Edito da La Turba Ediciones, Rosario (Argentina, Febbraio 2009, 32 p.

Questo opuscolo presenta due testi; il primo fornisce un chiaro resoconto delle origini del movimento operaio in Uruguay. Scritto da un giovane anarchico montevideano, l’opuscolo è una ristampa di tre articoli pubblicati nella rivista “Opción Libertaria” nel 2001. Il testo getta uno sguardo interessante sulle esperienze rivoluzionarie degli operai montevideani, che già dagli anni ’60, ispirati dalle idee bakuniane, avevano posto come obiettivi della loro lotta la dissoluzione dello Stato e la distruzione di questa società per un’altra senza padroni, governanti o autorità.
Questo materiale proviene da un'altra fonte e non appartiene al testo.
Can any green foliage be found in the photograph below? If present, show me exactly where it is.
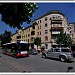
[56,32,72,45]
[30,43,34,49]
[0,3,38,28]
[34,37,41,46]
[0,30,12,45]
Il secondo è un articolo dello storico e sociologo uruguaiano Carlos M. Rama, pubblicato nel 1969 su Cudernos de Marcha n. 22, con il titolo “La Cuestión Social”, che è più che interessante per rinfrescare la memoria su come in passato il sindacalismo fosse un’arma nella lotta per una società giusta ed egualitaria, e non solo un altro strumento di dominio e controllo come lo è oggi il PIT-CNT. (Plenario Intersindical de Trabajadores – Convención Nacional de Trabajadores è un centro sindacale nazionale in Uruguay)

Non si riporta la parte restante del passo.